Late in 1977, Mayor Anding moved to dismiss patrolman Michael W. Linton (born January 19, 1951), who had joined the Bossier City Police Department in 1973. Linton was deemed popular with his fellow officers, was known for his diligent work, but he was accused of having a problem with his temperament. Anding cited him for striking a man who drove too closely to Linton's police car, using excessive force in an arrest, threatening a man with a magnum revolver, vowing to blow out another man's windshield, and a number of lesser offenses. Linton went before the Bossier City Municipal Fire and Police Civil Service Board to seek reinstatement, but the board deadlocked because of the absence of the fifth member.
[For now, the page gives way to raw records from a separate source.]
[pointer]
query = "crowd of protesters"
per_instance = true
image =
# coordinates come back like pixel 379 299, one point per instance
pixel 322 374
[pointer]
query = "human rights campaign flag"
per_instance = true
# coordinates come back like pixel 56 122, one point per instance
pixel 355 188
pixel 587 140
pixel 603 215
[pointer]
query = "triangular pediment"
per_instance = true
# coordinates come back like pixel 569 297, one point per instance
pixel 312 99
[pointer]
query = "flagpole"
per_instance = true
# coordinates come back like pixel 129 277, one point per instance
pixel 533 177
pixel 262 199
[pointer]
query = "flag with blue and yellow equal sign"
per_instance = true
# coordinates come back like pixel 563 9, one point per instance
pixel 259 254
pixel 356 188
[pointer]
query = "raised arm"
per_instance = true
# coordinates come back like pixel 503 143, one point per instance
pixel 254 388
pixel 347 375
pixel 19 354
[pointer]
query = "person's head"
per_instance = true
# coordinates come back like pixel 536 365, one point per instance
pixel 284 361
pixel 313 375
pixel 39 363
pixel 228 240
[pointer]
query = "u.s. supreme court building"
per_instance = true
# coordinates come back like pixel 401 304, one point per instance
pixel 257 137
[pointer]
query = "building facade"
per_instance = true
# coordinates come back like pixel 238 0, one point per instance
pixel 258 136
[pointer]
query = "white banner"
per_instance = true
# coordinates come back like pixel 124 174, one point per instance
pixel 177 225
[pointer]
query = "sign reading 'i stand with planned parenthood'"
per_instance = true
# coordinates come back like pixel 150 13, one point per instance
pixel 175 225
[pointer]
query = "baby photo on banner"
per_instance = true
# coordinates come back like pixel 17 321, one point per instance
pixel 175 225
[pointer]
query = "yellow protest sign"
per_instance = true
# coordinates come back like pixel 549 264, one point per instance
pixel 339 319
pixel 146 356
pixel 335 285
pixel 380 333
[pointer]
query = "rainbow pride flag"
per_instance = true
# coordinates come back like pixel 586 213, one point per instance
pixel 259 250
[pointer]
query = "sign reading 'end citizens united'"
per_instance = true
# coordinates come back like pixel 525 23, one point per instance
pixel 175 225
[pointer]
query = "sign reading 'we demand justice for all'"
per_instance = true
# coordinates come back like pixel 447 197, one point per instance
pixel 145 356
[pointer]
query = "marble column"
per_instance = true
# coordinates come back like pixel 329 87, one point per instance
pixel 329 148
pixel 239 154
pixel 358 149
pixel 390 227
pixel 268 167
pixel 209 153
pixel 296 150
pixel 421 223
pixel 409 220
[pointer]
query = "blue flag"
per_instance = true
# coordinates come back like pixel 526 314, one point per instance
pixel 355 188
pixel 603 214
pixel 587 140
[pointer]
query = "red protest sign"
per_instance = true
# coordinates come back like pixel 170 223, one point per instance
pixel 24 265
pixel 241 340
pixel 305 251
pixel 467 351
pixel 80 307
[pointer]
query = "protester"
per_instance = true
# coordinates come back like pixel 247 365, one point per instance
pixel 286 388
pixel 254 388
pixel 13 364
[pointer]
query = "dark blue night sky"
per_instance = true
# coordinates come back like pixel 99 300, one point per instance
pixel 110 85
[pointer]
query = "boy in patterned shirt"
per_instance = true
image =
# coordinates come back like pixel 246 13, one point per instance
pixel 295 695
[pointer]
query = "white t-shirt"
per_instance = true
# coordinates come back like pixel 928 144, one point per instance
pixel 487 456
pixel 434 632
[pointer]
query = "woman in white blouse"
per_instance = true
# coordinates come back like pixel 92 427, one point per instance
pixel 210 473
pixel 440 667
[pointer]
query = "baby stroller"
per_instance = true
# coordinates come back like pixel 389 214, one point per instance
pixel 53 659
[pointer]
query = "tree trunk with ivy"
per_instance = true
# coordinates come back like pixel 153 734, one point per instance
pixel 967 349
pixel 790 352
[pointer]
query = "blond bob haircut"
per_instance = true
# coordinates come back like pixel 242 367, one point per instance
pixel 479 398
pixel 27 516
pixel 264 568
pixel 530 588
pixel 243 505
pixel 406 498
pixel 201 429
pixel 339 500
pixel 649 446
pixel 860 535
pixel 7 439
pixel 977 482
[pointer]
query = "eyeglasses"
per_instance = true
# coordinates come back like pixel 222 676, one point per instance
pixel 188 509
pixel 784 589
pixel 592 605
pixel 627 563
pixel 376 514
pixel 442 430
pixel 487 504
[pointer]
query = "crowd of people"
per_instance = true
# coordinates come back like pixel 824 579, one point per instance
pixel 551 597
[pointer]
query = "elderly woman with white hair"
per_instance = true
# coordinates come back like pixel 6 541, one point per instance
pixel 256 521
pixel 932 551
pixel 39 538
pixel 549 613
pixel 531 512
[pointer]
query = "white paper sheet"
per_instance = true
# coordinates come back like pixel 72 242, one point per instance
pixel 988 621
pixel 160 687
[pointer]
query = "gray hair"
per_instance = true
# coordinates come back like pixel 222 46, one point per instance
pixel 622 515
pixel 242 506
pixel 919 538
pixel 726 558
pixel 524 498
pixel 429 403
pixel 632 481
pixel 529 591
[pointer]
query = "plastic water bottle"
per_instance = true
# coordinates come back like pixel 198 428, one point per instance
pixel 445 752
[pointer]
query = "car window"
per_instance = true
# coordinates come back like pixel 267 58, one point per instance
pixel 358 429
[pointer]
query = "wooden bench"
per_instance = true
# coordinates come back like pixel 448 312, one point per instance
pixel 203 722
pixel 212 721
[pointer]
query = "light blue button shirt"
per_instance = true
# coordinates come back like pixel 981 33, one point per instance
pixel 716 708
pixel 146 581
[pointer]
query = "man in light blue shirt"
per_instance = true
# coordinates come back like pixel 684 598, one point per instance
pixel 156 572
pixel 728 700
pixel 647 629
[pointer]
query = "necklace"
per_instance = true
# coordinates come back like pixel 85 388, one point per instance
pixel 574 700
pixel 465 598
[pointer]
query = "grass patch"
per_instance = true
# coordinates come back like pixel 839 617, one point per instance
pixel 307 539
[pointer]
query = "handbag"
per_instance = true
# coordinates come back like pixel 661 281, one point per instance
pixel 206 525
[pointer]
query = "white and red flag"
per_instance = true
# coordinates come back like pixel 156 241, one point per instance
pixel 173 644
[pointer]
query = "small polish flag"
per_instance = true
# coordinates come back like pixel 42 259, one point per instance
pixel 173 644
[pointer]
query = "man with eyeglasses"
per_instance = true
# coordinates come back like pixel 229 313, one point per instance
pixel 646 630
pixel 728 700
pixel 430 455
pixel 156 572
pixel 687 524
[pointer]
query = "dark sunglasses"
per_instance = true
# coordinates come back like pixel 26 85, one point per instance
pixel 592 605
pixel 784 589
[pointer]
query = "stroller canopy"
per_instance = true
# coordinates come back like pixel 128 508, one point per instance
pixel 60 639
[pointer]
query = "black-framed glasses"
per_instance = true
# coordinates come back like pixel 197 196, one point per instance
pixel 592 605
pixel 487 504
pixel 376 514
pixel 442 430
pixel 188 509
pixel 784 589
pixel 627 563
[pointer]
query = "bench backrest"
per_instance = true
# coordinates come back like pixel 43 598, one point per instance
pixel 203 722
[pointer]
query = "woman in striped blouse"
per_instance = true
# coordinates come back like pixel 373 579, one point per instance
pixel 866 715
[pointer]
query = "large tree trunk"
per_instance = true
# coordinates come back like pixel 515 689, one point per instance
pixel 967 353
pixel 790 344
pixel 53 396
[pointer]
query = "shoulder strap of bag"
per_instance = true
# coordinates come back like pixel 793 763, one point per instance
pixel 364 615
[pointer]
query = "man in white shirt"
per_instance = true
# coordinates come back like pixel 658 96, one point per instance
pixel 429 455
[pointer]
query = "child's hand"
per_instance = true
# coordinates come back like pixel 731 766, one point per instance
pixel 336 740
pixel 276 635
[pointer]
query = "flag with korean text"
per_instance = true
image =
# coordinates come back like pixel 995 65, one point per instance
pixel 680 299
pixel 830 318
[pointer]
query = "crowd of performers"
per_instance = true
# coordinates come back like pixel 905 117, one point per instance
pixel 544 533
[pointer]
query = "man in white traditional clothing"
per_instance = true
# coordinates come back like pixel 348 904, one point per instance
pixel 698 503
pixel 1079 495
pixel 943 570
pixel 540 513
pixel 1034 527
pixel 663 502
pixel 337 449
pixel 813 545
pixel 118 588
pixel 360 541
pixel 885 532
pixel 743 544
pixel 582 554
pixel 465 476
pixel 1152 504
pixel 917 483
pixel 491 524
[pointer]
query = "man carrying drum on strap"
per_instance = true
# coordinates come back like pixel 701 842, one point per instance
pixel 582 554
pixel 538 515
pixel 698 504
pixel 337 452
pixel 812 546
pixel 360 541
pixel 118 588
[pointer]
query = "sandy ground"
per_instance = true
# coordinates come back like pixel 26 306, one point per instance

Ultimately after a court challenge before the 26th Judicial District Court and the Louisiana Court of Appeal for the First Circuit in Shreveport, Anding's dismissal was upheld, and Linton was deemed unfit for the office that he had held. The appeals court decision did not come until five months prior to Anding's death.
In January 1978, a devastating tornado struck Bossier City. Anding and Sheriff Vol Dooley went on a Louisiana National Guard helicopter flight to survey the damage. KEEL radio announcer John Lee of Shreveport recalled the "shock and disbelief that Anding and Dooley both exhibited that morning and the absolute heart-felt sympathy that they expressed to those who were most seriously impacted by the storm."
Eleven months later, another destructive tornado struck Bossier City after first hitting El Dorado, Arkansas. This twister did at least $100 million in damage. Mayor Anding said that only divine intervention could have kept the death toll so low: "He (God) must have been with us. I can't believe we only had two deaths with the miserable, miserable mess we have out there." The Bossier City tornado leveled a nearly vacant motor hotel on the city's east side near Louisiana Downs. It injured sixty persons. Anding was compelled to order the arrest of looters and ordered a curfew from 6 p.m. to 6 a.m. The storm leveled homes, schools, trees, and businesses in an eight-mile path two-blocks wide.
On May 22, 1981, Anding, while the president of the Louisiana Municipal Association, appeared on an episode of the PBS television series, Louisiana The State We're In, which can be accessed on-line.
Death
Anding was married to the former Patricia Janelle Ball (1935-2012), who was a paralegal secretary for the United States Attorney for the Western District of Louisiana and a resident of Bossier City since 1971.Upon Anding's death, Frank B. Blackburn (born 1944) served for seven months as interim mayor. In a heated campaign, Mrs. Anding was defeated by fellow Democrat Don Jones in a 1984 special election to succeed her husband as mayor.

The Andings are interred at Hill Crest Memorial Park in Haughton in Bossier Parish.